CoCoNat - Bologna Biocomputing Group

CoCoNat: coiled-coil prediction

CoCoNat consists of a three-step procedure combining a deep learning architecture, a conditional random field, and single-layer neural network in a cascading way. The first two steps detects coiled-coil segment boundaries and annotate the residue-level annotation heptad repeat registers within each predicted segment. The third step is dedicated to the prediction of segment oligomerization state.

Datasets

We trained CoCoNat on a dataset comprising 2191 proteins containing CCDs and 9040 proteins not endowed with CCDs (negative examples). We tested on a blind test set comprising 429 CCDs and 278 non-CCD proteins. Both datasets are derived from literature. Both datasets are available in the Datasets section of this site.

Input encoding

CoCoNat makes use of residue representations from large-scale protein Language Models (pLMs). We adopted two state-of-the-art pLMs: ProtT5 and ESM2, generating residue embeddings of 1024 and 1280 features, respectively. ProtT5 and ESM2 embeddings are concatenated together, leading to vectors of dimension 2304 for representing each residue in the sequence.

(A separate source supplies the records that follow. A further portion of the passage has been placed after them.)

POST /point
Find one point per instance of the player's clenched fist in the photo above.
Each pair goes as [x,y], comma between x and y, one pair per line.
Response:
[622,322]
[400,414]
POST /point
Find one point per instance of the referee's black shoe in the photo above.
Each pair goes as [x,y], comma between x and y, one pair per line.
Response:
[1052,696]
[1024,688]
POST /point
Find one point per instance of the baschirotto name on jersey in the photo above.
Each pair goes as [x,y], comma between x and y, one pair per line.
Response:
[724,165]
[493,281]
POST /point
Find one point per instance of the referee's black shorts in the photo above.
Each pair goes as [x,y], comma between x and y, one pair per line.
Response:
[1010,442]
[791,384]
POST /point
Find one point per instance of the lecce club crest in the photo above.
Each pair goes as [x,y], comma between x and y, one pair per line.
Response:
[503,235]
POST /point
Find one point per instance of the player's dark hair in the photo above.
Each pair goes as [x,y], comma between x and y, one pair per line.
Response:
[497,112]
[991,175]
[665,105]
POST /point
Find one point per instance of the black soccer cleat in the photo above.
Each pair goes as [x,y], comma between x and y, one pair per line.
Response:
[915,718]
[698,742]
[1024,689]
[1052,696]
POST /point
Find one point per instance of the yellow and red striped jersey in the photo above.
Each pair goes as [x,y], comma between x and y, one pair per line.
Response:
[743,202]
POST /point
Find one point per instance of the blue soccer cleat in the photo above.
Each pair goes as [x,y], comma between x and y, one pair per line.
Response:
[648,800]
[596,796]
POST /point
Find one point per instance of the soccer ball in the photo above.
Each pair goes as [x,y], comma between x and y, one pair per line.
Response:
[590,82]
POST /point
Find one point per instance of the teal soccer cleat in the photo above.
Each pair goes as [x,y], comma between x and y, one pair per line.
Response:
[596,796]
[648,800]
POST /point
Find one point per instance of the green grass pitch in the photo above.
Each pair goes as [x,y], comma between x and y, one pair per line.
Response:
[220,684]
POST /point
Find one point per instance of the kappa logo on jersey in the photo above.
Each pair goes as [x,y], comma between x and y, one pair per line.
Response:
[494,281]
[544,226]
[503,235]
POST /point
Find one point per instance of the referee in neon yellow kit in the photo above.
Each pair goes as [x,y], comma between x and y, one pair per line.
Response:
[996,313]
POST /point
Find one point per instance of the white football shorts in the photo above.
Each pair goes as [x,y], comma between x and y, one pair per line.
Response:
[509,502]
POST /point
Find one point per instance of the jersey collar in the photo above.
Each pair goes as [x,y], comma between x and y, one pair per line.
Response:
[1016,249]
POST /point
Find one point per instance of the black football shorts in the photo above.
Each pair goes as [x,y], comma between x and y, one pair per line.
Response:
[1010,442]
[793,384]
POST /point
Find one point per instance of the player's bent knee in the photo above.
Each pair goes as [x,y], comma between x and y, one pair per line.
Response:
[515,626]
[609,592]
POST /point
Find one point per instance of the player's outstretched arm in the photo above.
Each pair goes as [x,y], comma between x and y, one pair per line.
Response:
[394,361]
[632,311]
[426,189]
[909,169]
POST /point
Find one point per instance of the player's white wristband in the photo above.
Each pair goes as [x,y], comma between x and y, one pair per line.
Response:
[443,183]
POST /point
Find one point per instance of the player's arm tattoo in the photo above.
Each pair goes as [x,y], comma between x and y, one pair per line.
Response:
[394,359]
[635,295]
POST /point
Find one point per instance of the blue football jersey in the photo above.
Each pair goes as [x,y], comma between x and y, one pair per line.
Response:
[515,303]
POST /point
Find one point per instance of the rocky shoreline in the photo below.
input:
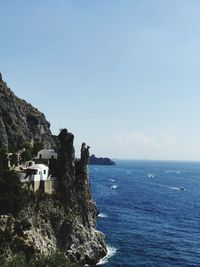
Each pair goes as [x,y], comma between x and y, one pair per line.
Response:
[64,221]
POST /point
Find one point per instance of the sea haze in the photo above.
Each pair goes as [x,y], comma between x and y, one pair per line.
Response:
[149,211]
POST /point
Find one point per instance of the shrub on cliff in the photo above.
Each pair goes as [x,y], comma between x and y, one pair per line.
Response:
[54,260]
[12,195]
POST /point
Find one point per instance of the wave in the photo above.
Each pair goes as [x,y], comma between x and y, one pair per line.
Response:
[111,251]
[173,187]
[178,188]
[102,215]
[114,186]
[173,171]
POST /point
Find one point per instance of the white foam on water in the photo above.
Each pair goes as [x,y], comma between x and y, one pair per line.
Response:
[111,251]
[102,215]
[173,171]
[174,188]
[114,186]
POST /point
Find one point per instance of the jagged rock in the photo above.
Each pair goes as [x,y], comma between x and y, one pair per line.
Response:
[20,122]
[64,221]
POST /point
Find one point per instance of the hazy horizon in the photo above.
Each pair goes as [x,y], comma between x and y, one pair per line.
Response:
[122,76]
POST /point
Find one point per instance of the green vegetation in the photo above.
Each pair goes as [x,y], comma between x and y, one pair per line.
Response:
[3,160]
[30,150]
[57,259]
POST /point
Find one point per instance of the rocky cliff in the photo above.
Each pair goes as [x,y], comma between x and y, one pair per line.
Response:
[64,221]
[20,122]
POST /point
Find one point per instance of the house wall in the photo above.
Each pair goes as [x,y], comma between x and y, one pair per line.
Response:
[49,186]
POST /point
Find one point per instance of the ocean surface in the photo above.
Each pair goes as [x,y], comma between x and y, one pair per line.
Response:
[149,212]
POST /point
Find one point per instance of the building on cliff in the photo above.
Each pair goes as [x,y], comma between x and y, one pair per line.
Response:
[47,154]
[37,176]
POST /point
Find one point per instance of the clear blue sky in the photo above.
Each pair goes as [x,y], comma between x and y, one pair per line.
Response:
[122,75]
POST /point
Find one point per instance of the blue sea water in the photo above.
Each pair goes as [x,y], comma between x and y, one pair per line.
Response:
[146,217]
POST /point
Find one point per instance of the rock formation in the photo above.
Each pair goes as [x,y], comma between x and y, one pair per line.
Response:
[20,122]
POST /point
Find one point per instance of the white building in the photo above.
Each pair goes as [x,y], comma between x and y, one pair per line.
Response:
[47,154]
[37,172]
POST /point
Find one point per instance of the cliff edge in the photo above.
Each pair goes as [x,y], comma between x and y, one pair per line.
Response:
[45,223]
[20,122]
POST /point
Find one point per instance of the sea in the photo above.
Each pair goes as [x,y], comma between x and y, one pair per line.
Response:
[149,212]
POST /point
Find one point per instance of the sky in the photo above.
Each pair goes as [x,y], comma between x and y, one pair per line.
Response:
[121,75]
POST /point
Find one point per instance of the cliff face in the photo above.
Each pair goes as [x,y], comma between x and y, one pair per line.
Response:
[20,122]
[65,221]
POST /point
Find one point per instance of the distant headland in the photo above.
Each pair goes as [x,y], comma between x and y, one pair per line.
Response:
[100,161]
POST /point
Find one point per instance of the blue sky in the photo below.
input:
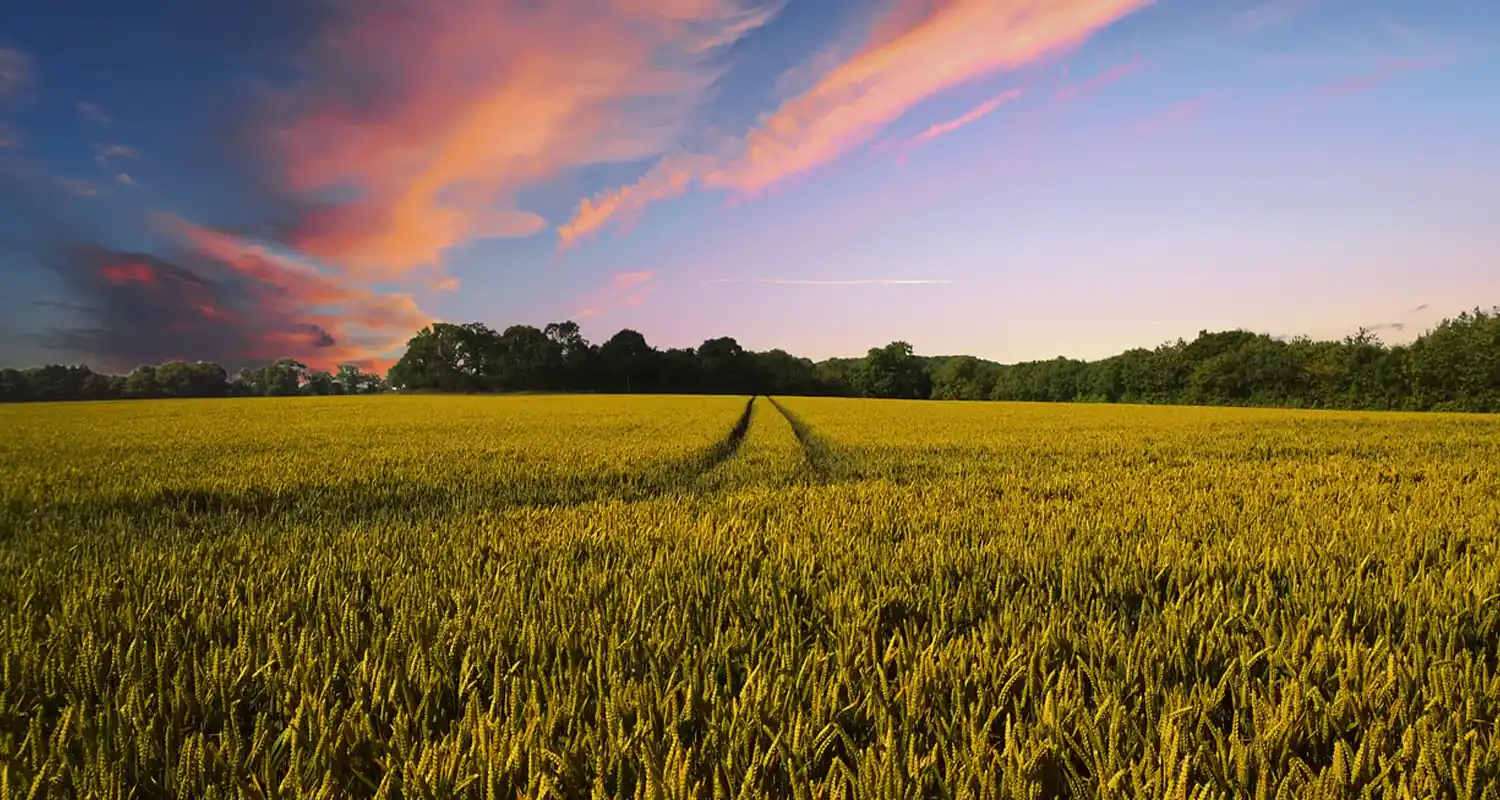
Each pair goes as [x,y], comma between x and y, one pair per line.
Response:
[1014,179]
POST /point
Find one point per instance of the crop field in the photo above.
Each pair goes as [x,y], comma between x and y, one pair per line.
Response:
[702,598]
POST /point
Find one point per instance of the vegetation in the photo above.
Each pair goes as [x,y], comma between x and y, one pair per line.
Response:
[1454,366]
[630,596]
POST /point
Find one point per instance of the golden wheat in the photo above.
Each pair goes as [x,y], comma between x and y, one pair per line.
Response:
[618,598]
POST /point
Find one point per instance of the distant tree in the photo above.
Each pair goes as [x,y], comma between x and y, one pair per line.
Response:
[627,360]
[963,377]
[191,380]
[317,383]
[891,371]
[527,359]
[435,359]
[141,383]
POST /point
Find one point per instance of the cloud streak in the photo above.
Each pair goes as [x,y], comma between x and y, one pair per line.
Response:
[1176,116]
[915,50]
[143,308]
[975,114]
[848,282]
[624,290]
[1092,86]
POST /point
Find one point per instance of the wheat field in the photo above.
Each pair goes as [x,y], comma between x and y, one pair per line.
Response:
[702,598]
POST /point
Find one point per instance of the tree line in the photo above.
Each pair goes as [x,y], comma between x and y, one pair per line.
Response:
[1455,366]
[284,377]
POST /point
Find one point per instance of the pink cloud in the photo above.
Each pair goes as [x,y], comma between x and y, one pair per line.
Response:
[435,116]
[360,324]
[1176,116]
[926,48]
[624,290]
[1091,86]
[917,48]
[975,114]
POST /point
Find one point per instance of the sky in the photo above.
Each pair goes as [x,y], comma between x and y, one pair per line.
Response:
[1011,179]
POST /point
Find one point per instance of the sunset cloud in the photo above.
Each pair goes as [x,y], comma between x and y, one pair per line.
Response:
[624,290]
[924,48]
[288,294]
[1176,116]
[915,50]
[669,177]
[432,117]
[849,282]
[1092,86]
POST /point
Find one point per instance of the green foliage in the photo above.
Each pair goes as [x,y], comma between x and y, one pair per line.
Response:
[645,598]
[1454,366]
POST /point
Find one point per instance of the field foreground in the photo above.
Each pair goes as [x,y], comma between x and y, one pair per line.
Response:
[699,598]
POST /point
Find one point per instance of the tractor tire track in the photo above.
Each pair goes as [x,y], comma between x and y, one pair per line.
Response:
[819,455]
[384,500]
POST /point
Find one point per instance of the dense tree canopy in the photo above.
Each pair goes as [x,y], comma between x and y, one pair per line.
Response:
[1454,366]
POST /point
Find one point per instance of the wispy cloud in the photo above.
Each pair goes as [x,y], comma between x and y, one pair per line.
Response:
[1176,114]
[975,114]
[846,282]
[291,293]
[15,72]
[107,153]
[917,50]
[1358,84]
[80,188]
[1091,86]
[435,149]
[1269,14]
[666,179]
[92,113]
[921,54]
[623,290]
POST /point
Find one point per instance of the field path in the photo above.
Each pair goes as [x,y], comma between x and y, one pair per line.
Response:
[819,457]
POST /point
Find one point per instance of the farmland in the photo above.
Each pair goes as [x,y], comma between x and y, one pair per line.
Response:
[675,596]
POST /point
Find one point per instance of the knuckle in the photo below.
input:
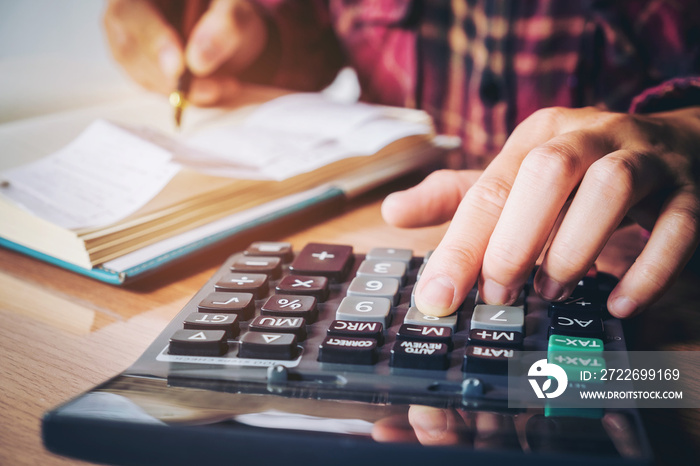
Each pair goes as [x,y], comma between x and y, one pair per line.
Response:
[556,159]
[565,263]
[490,194]
[616,174]
[550,116]
[684,220]
[463,256]
[654,274]
[507,260]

Detection of coiled-coil segments and registers

The first step is based on a convolutional layer (CNN) followed by a Long Short-Term Memory (LSTM) layer. The CNN takes as input the 2304 embedding vector and outputs a 40-features vector, applying a kernel of size 15. We then used an LSTM layer with 128 cells, followed by a dense layer of size 64 and a fully connected output layer of size 8 (one for each possible register in coiled-coil plus one for non-coil residues) with a sigmoid activation function. Then, the final outputs of this step are per-residue probabilities relative to these 8 classes.
The second step takes in input the probabilities computed from step 1, and it is based on Grammatical-Restrained Hidden Conditional Random Fields (GRHCRFs). The output of the step 2 is computed by a Posterior-Viterbi decoder and it is a residue level labelling of each residue into 8 possible classes: a-g for registers or i residues outside coiled-coil regions.

Prediction of coiled-coil oligomerization state

The prediction of the oligomerization state is addressed using a simple feed-forward network with a single hidden layer comprising 128 neurons and four output units corresponding to the four possible oligomerization states: parallel dimer, antiparallel dimer, trimer, and tetramer.

CoCoNat performance

CoCoNat performance on the detection of coiled-coils segments, register and oligomeric state prediction are reported in Tables 1, 2 and 3, respectively. Performance scores are computed on a blind test set comprising 718 proteins (see Datasets section of this site). All results are published and extracted from the CoCoNat reference paper.

Table 1. Performance of CoCoNat on the detection of coiled-coils segments

PRE_R	REC_R	F1_R	PRAUC	PRE_S	REC_S	F1_S	SOV_O	SOV_P
0.55	0.53	0.54	0.46	0.57	0.43	0.49	54.35	66.93

PRE_R, REC_R and F1_R: Precision, Recall and F1 score, respectively, computed at the residue level; PRE_S, REC_S and F1_S: Precision, Recall and F1 score, respectively, computed at the coiled-coil segment level; PRAUC: precision-recall area under the curve; SOV_O, SOV_P: segment overlap (SOV) measures, one taking as reference observed residues (SOV_O) and one taking as reference predicted residues (SOV_P)

Table 2. Performance of CoCoNat on the coiled-coil register prediction

MCC(a)	MCC(b)	MCC(c)	MCC(d)	MCC(e)	MCC(f)	MCC(g)
0.84	0.84	0.84	0.84	0.83	0.83	0.83

MCC(x): Matthews Correlation Coefficient computed for the coiled-coil register type x in the set [a,b,c,d,e,f,g]

Table 3. Performance of CoCoNat on the prediction of coiled-coil oligomeric states

MCC(parallel dimer)	MCC(antiparallel dimer)	MCC(trimer)	MCC(tetramer)
0.66	0.70	0.50	0.46

MCCs are computed independently for each possible oligomeric state: parallel/antiparallel dimers, trimers and tetramers.